A shifting landscape

This spirit of enterprise is becoming even more prevalent across Porto. Jigsawed streets peppered with curated graffiti give way to the medieval Praça do Ribeira, which is lined with quirky independent stores. Waterfront restaurants like the quintessentially Portuguese Jimão Tapas e Vinhos and salt cod hotspot Bacalhau abound in Ribeira, and rustic port wine lodges lie tucked away on steep cobbled alleyways sloping up from the river. It’s a place where ancient practices combine with new ideas.

Porto’s contemporary design scene is gathering pace. The 1950s saw the rise of the city’s own architectural style, solidified by the foundation of the Porto School, which is now thought of as one of the most prestigious architecture institutions in Europe. Today, street art and bright, hand-painted azulejo tiles dot the narrow lanes (you’ll find some of the best at São Bento railway station), while traditional craft stores like Lobo Taste are found sandwiched between Moorish townhouses. Look past the historic buildings of the patchwork city centre to spot contemporary architecture punctuating the skyline – from the murals of anonymous artist Hazul splashed across Rua São Pedro de Miragaia, to the world-class Serralves Museum in Bairro Gomes da Costa.

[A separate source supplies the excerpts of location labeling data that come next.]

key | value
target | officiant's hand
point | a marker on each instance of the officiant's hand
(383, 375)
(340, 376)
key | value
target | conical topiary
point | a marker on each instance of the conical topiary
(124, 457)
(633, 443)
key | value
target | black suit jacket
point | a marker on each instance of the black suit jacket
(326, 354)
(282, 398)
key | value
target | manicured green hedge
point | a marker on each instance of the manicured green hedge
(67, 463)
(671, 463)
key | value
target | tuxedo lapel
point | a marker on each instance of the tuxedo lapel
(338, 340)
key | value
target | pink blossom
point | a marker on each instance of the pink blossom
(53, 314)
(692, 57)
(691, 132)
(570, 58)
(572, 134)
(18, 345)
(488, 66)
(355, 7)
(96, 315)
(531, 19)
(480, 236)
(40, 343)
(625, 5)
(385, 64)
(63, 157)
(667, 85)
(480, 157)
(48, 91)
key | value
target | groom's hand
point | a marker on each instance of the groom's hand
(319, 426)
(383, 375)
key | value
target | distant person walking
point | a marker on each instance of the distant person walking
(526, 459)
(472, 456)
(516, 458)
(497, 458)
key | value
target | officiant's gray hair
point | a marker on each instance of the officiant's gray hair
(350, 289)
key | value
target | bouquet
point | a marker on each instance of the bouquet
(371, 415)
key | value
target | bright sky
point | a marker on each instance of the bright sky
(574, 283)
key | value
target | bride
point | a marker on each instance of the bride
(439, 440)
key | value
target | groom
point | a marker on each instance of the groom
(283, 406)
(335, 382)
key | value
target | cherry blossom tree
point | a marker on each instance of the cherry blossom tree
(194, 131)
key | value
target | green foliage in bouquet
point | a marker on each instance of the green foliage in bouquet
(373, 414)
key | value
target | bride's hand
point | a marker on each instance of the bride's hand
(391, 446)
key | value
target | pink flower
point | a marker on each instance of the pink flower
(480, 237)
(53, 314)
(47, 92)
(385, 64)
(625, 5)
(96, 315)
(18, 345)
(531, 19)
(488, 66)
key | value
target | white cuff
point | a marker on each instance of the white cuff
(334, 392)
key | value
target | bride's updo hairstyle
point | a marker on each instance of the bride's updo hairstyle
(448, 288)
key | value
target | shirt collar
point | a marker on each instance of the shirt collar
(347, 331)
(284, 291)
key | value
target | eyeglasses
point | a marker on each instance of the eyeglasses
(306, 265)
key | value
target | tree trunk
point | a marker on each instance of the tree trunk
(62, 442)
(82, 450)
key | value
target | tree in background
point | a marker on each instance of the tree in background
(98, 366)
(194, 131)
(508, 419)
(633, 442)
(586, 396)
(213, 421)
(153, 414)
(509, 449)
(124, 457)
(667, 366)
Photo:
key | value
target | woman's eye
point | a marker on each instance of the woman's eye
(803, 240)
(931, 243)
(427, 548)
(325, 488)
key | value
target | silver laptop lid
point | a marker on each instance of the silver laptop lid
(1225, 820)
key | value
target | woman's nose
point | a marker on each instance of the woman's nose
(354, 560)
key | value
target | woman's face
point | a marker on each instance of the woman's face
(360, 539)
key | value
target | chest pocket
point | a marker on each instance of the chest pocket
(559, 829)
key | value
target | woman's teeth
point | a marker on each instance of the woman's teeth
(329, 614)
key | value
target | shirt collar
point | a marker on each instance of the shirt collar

Just like the artistic heritage that inspired it, Wrong Weather is constantly evolving. Daring and deeply passionate about sharing art with the world, it remains a staple of the Porto fashion scene, even as rival stores pop up all over the city. What does it come down to? As Vasconcelos explains, it’s simple: If I had to describe Wrong Weather in just three words, they’d have to be: exclusive cool style.” And style, as they say, is timeless.